SUR QUOI,
M. X se disant [O] [L], né le 15 février 2000 à [Localité 1], de nationalité algérienne, a été placé en rétention administrative par arrêté du 27 mars 2026, sur le fondement d'une obligation de quitter le territoire français du même jour.
Le 30 mars 2026, M. X se disant [O] [L] a saisi le juge du tribunal judiciaire d'une requête en contestation de la régularité de la décision de placement en rétention.
Le 1er avril 2026, le préfet a saisi le juge du tribunal judiciaire aux fins de prolongation de la rétention administrative.
Par ordonnance du 2 avril 2026, le magistrat du siège chargé du contrôle des mesures restrictives et privatives de liberté de Meaux a ordonné la mise en liberté de M. X se disant [O] [L], au motif que l'intéressé a été maintenu en garde à vue de manière abusive, la levée de garde à vue ayant été ordonnée par le procureur de la République à 19 h mais étant effective à minuit, le laissant 3 heures sans mener aucune investigation supplémentaire, le défèrement subséquent ne justifiant pas ce maintien.
Le conseil du préfet a interjeté appel de cette décision le 2 avril 2026 en sollicitant l'infirmation de l'ordonnance, aux motifs suivants :
- Le maintien en garde à vue était motivé en vue du déferrement de l'intéressé, ce qui n'est pas irrégulier alors que par ailleurs, l'intéressé n'a pas été maintenu jusque la 48e heure de garde à vue ; et qu'en tout état de cause, il n'en résulte aucune atteinte substantielle aux droits de l'intéressé ;
- Les diligences sont justifiées dès lors qu'en l'absence de passeport en cours de validité, une demande de laissez-passer a été émise le 29 mars 2026 à 10 h 37 par télécopie auprès des autorités consulaires algériennes.
MOTIVATION
Sur la levée tardive de la garde à vue après instruction du procureur de la République
L'article 62-2 du code de procédure pénale énonce que « La garde à vue est une mesure de contrainte décidée par un officier de police judiciaire, sous le contrôle de l'autorité judiciaire, par laquelle une personne à l'encontre de laquelle il existe une ou plusieurs raisons plausibles de soupçonner qu'elle a commis ou tenté de commettre un crime ou un délit puni d'une peine d'emprisonnement est maintenue à la disposition des enquêteurs.
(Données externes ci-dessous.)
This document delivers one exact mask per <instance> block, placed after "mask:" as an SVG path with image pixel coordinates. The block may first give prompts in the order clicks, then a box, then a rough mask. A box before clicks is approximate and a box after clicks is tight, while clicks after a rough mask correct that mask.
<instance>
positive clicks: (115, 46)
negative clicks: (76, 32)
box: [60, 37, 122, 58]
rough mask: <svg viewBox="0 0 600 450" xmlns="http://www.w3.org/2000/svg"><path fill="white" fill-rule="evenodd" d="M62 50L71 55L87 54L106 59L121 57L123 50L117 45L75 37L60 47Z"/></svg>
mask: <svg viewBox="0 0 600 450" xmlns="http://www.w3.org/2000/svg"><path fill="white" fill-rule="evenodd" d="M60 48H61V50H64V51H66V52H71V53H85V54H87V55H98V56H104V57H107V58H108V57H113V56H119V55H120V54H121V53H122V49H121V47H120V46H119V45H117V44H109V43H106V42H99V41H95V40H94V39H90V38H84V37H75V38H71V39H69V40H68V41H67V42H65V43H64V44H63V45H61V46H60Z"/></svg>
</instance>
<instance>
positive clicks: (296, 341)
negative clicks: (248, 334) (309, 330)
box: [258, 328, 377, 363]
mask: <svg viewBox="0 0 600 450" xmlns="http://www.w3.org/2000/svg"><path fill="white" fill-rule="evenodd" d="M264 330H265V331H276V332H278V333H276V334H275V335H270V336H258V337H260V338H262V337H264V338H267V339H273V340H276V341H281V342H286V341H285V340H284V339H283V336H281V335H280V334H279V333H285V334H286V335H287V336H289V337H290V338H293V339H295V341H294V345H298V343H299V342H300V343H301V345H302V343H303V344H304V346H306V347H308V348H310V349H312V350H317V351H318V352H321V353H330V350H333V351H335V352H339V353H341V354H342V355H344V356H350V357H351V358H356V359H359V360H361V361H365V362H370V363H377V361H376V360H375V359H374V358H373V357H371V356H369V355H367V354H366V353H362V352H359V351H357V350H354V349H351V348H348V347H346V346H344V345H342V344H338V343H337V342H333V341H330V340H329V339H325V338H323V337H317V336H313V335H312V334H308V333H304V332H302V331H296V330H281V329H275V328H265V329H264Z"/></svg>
Cette mesure doit constituer l'unique moyen de parvenir à l'un au moins des objectifs suivants :
1° Permettre l'exécution des investigations impliquant la présence ou la participation de la personne
2° Garantir la présentation de la personne devant le procureur de la République afin que ce magistrat puisse apprécier la suite à donner à l'enquête ;
3° Empêcher que la personne ne modifie les preuves ou indices matériels ;
4° Empêcher que la personne ne fasse pression sur les témoins ou les victimes ainsi que sur leur famille ou leurs proches ;
5° Empêcher que la personne ne se concerte avec d'autres personnes susceptibles d'être ses coauteurs ou complices ;
6° Garantir la mise en 'uvre des mesures destinées à faire cesser le crime ou le délit. »
En l'espèce, le procureur de la République a donné instruction de lever la garde à vue de M. X se disant [O] [L] le 27 mars 2026 à 19 h.
La notification de cette fin de garde à vue n'aura effectivement lieu que le 28 mars 2026 à 00 h 05.
Le maintien de M. X se disant [O] [L] à la disposition de la police, sous le régime de la garde à vue, pendant un délai de 3 heures, sans avoir mené d'investigation supplémentaire, n'était justifié par aucun des objectifs de l'article 62-2 du code de procédure pénale précité.
Le défèrement ordonné au dépôt de [Localité 2] ensuite ne justifiait pas non plus ce maintien. En effet, l'attente de ce transfert ne s'apparentait pas à un acte d'enquête mais à une simple mesure administrative.
Il en résulte que le maintien en garde à vue est irrégulier.
En conséquence, la décision du premier juge sera confirmée.